Un año más, al comenzar la Cuaresma, oiremos y hablaremos de algunos conceptos que parecen ser más propios de este tiempo: ayuno, oración, penitencia… Uno de esos términos es el de la conversión. Hay a quien le puede sonar extraño. ¿Hay que convertirse? ¿En qué?
En una época como la nuestra, en la que parece que el paradigma del bienestar psicológico es la aceptación de uno mismo, parecería que esta llamada a la propia transformación es un alarido carpetovetónico, al que habría que oponer un: “¡Viva la autoestima! ¡Abajo la autocrítica!”. ¿No es, en realidad, el Evangelio, un canto sobre la acogida incondicional de Dios? ¿Por qué hay que convertirse, entonces?
En realidad convertirse es crecer. Es transformarse, para ir dejando que asome lo mucho que, en cada uno de nosotros, está esperando a emerger. Es dejar que el espíritu de Dios toque la propia vida y la ponga en marcha, porque hay muchos parajes que visitar, muchas historias que escribir, muchas heridas que atender.
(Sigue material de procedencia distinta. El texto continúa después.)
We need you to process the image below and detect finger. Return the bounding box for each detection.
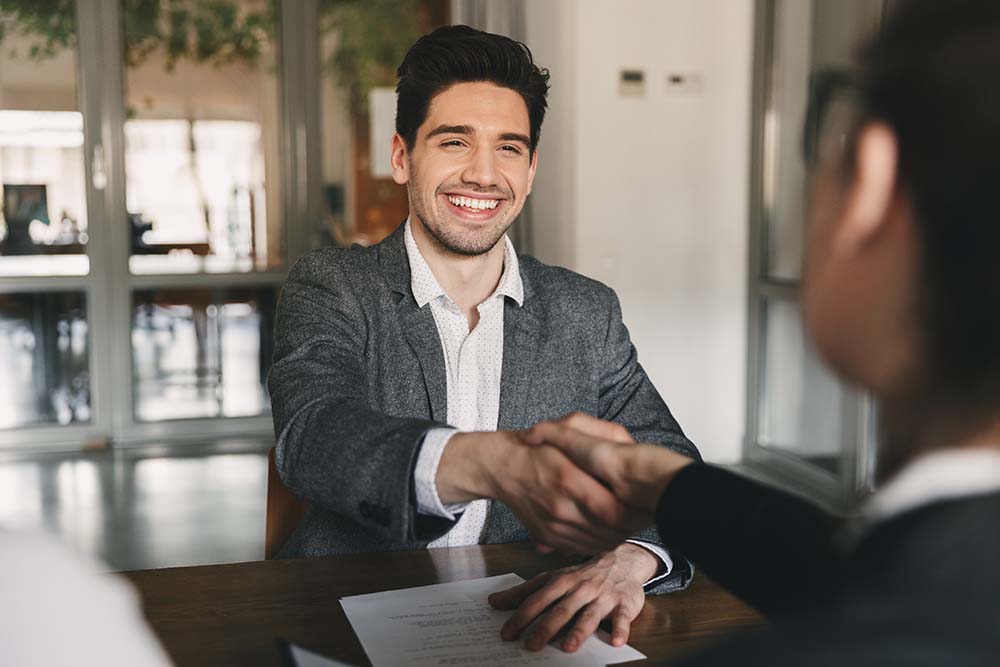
[611,606,639,646]
[566,471,629,527]
[500,576,575,641]
[559,412,635,444]
[535,498,632,555]
[486,572,552,609]
[524,585,596,651]
[524,422,607,476]
[521,422,563,446]
[562,595,615,653]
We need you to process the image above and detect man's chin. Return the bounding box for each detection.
[430,227,507,257]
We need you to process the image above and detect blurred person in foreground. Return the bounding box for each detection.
[0,527,171,667]
[491,0,1000,667]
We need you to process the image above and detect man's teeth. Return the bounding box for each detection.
[448,195,500,211]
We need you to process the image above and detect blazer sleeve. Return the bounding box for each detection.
[594,290,701,595]
[656,464,841,614]
[268,249,452,542]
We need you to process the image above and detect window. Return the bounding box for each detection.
[746,0,885,506]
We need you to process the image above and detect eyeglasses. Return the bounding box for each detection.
[802,69,859,168]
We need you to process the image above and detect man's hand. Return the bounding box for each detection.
[523,413,693,516]
[436,431,648,554]
[489,544,660,653]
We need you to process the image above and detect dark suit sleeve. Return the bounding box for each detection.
[594,290,701,595]
[656,464,839,614]
[268,249,452,542]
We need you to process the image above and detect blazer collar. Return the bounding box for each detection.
[376,220,534,306]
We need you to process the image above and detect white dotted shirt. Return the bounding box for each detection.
[404,220,524,548]
[404,220,673,584]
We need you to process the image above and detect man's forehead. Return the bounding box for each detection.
[420,81,531,134]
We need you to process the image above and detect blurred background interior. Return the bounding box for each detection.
[0,0,890,569]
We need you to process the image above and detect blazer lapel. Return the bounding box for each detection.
[378,224,448,424]
[497,290,540,431]
[480,269,541,544]
[396,296,448,424]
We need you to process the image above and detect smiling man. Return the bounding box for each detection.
[268,26,698,648]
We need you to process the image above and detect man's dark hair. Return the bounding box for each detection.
[396,25,549,154]
[861,0,1000,417]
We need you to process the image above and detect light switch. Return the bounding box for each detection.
[618,69,646,97]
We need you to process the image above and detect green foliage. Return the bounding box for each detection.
[0,0,425,113]
[0,0,76,60]
[319,0,421,114]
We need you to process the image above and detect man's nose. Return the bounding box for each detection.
[462,149,497,188]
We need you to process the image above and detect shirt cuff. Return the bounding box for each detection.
[413,428,468,521]
[625,540,674,588]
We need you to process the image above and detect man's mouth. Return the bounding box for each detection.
[445,195,501,211]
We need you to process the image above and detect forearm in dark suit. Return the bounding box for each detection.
[656,464,840,614]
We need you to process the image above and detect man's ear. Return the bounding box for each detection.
[525,148,538,195]
[391,132,410,185]
[833,123,899,250]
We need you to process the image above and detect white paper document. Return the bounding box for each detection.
[340,574,646,667]
[288,644,353,667]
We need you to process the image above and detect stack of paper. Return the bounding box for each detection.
[340,574,646,667]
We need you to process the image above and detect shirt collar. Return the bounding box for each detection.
[403,218,524,308]
[861,447,1000,524]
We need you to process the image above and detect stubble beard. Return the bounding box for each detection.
[410,176,517,257]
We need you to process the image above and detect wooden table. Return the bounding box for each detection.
[125,544,761,667]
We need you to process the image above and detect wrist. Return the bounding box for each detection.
[436,431,507,504]
[615,542,663,586]
[626,445,693,510]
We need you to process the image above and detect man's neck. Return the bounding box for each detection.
[410,218,505,330]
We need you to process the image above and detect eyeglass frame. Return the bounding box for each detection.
[802,68,861,168]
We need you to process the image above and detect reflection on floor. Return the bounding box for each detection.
[0,442,270,570]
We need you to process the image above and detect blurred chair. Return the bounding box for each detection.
[264,447,306,560]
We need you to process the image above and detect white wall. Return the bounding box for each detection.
[526,0,753,462]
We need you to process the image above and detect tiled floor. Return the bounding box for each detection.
[0,442,270,570]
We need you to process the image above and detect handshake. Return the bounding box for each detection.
[436,413,692,652]
[437,413,693,554]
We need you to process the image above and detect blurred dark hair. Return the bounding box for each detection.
[861,0,1000,416]
[396,25,549,153]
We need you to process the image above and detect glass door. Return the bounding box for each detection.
[745,0,885,506]
[0,2,107,446]
[0,0,319,449]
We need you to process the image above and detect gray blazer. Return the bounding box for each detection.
[268,225,700,592]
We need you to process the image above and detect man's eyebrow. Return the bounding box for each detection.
[427,125,475,139]
[500,132,531,147]
[427,125,531,147]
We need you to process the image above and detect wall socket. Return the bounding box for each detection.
[667,72,704,94]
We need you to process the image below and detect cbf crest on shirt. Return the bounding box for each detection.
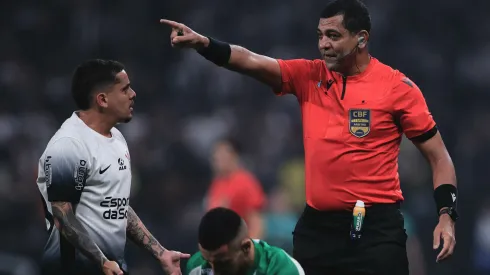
[349,109,371,138]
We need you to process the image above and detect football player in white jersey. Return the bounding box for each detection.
[37,60,190,275]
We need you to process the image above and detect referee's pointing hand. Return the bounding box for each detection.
[434,214,456,262]
[160,19,209,50]
[102,261,124,275]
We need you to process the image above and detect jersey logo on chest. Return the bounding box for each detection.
[117,158,127,171]
[349,109,371,138]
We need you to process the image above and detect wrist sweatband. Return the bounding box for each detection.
[434,184,458,215]
[197,37,231,66]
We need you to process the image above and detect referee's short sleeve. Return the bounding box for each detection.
[393,74,437,141]
[42,138,89,203]
[274,59,313,101]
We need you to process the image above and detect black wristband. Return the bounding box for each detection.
[434,184,458,215]
[197,37,231,66]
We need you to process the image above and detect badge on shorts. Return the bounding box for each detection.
[349,109,371,138]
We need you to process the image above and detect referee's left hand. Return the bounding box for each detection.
[159,250,191,275]
[434,214,456,262]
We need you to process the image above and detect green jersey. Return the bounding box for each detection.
[186,240,305,275]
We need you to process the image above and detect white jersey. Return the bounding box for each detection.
[37,113,131,274]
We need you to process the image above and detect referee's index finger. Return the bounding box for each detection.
[160,19,182,28]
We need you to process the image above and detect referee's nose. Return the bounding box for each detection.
[129,88,136,100]
[318,35,332,51]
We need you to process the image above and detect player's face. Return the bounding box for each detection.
[211,142,236,173]
[199,240,253,275]
[317,15,357,71]
[107,70,136,123]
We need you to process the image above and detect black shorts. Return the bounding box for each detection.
[293,203,409,275]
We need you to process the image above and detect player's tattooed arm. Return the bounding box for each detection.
[126,206,165,259]
[51,202,107,266]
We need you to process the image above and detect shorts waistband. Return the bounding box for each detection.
[303,202,401,222]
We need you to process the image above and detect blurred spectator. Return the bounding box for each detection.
[0,0,490,275]
[206,139,266,239]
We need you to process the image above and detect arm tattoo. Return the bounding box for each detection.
[51,202,107,267]
[126,207,165,259]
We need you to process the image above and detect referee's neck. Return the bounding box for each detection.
[76,110,116,137]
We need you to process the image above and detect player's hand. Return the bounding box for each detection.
[159,250,191,275]
[434,214,456,262]
[160,19,209,50]
[102,261,124,275]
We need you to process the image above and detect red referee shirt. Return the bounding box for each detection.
[275,58,435,210]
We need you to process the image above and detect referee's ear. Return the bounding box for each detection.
[357,30,369,49]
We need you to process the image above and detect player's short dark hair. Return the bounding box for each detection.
[71,59,124,110]
[320,0,371,33]
[218,137,242,155]
[198,207,242,251]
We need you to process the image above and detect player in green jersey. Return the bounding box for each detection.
[186,207,305,275]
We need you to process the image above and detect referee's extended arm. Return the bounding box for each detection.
[160,19,282,90]
[414,132,457,262]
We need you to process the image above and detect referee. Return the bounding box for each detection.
[161,0,458,275]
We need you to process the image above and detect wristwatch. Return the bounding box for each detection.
[439,207,459,221]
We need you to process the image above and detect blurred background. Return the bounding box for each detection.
[0,0,490,275]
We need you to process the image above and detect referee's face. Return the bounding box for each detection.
[107,70,136,123]
[317,15,358,72]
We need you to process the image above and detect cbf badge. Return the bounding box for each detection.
[349,109,371,138]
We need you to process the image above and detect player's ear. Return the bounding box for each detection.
[357,30,369,49]
[95,93,109,108]
[241,239,253,253]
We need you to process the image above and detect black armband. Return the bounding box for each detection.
[197,37,231,66]
[434,184,458,215]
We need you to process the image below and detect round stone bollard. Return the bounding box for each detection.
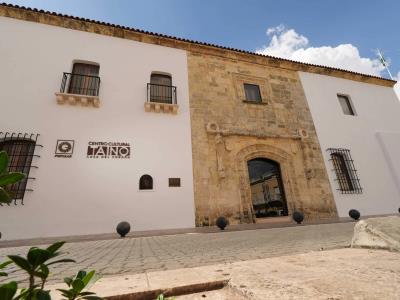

Es curioso, porque a todos se nos pueden ocurrir muchas conversiones pendientes… en los demás. Algunos políticos podrían ser más honrados. Algunos deportistas, más humildes. Algunos curas, más evangélicos. Algunos periodistas, más veraces. Algunos amigos, más sinceros… Pero la pregunta que se nos invita a hacernos tiene que ver con cada uno de nosotros.
Se nos invita a mirarnos al espejo con honestidad. Para descubrir las posibilidades que laten en cada uno de nosotros, y a las que aún podemos dar salida. En realidad, una única cuestión está en juego: dejar a Dios ser más Señor de nuestra vida. Eso lo transforma todo.
Y esa conversión merece la pena. Para hacer del mundo, y de nuestras historias, un anticipo de lo que un día será pleno.
José Mª Rodríguez Olaizola S.J. Publicado en la revista “Vida Nueva”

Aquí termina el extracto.